SecUtils has indexed 25 known vulnerabilities from autonomy. This includes 24 high-severity issues requiring prompt remediation. These vulnerabilities affect 16 distinct products across autonomy's portfolio, demonstrating the breadth of the vendor's product ecosystem and the importance of comprehensive patch management strategies. Disclosure dates span from 2005 through 2013, reflecting sustained security scrutiny over multiple years. Organizations deploying autonomy products should maintain active vulnerability monitoring, prioritize critical patches, and implement compensating controls where patches cannot be applied immediately.
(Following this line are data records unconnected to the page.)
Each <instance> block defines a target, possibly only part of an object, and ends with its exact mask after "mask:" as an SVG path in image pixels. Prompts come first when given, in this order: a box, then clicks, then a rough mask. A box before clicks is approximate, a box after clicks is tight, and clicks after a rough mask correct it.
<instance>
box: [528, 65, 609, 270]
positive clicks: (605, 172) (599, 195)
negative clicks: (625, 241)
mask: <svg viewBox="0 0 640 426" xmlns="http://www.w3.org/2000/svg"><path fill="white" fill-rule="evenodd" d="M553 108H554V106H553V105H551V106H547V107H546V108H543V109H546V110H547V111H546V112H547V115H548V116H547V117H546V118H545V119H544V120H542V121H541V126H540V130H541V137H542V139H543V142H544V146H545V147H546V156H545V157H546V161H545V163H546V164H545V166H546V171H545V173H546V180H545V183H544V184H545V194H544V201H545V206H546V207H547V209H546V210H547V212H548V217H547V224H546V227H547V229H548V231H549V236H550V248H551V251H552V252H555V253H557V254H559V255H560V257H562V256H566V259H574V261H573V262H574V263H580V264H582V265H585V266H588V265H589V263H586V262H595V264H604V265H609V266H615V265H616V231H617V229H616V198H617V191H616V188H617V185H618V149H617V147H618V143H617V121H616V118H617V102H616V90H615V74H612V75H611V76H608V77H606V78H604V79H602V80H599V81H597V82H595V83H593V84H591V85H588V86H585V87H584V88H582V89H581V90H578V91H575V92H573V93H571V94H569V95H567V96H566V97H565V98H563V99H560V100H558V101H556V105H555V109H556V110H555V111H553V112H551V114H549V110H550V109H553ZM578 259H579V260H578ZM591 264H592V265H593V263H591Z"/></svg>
ID Date Published Last Modified Severity (CVSSv3) Severity (CVSSv2) Exploit Available
CVE-2005-2618 2005-12-31 2025-04-03 - 9.3 Likely
CVE-2005-2619 2005-12-31 2025-04-03 - 9.3 Likely
CVE-2007-5909 2007-11-10 2025-04-09 - 9.3 Likely
CVE-2007-5910 2007-11-10 2025-04-09 - 9.3 Likely
CVE-2007-6008 2007-11-15 2025-04-09 - 9.3 Likely
CVE-2007-5399 2008-04-10 2025-04-09 - 9.3 Likely
CVE-2007-5405 2008-04-10 2025-04-09 - 9.3 Likely
CVE-2007-5406 2008-04-10 2025-04-09 - 9.3 Likely
CVE-2007-6020 2008-04-10 2025-04-09 - 9.3 Likely
CVE-2008-0066 2008-04-10 2025-04-09 - 9.3 Likely
CVE-2008-1101 2008-04-10 2025-04-09 - 9.3 Likely
CVE-2008-1718 2008-04-10 2025-04-09 - 9.3 Likely
CVE-2009-0347 2009-01-29 2025-04-09 - 5.8 Likely
CVE-2008-4564 2009-03-18 2025-04-09 - 9.3 Likely
CVE-2009-3037 2009-09-01 2025-04-09 - 9.3 Likely
CVE-2010-0126 2010-08-17 2025-04-11 - 9.3 Likely
CVE-2010-0131 2010-08-17 2025-04-11 - 9.3 Likely
CVE-2010-0133 2010-08-17 2025-04-11 - 9.3 Likely
CVE-2010-0134 2010-08-17 2025-04-11 - 9.3 Likely
CVE-2010-0135 2010-08-17 2025-04-11 - 9.3 Likely
CVE-2010-1524 2010-08-17 2025-04-11 - 9.3 Likely
CVE-2010-1525 2010-08-17 2025-04-11 - 9.3 Likely
CVE-2011-1218 2011-05-31 2025-04-11 - 9.3 Likely
CVE-2011-1512 2011-05-31 2025-04-11 - 9.3 Likely
CVE-2012-6349 2013-07-18 2025-04-11 - 9.3 Likely

How SecUtils Normalizes Vendor Data

SecUtils aggregates National Vulnerability Database (NVD) and MITRE records for autonomy by normalizing vendor identifiers across diverse data sources, mapping vendor names to their associated product lines, and collecting all known vulnerabilities under a unified vendor context. For every CVE associated with autonomy's products, we extract and structure Common Platform Enumeration (CPE) data, Common Weakness Enumeration (CWE) categories, CVSS severity metrics, and reference links to enable rapid vulnerability identification and asset correlation. This record contains no exploit code, proof-of-concept instructions, or attack methodologies—only defensive intelligence necessary for patch management, risk assessment, and vendor vulnerability tracking.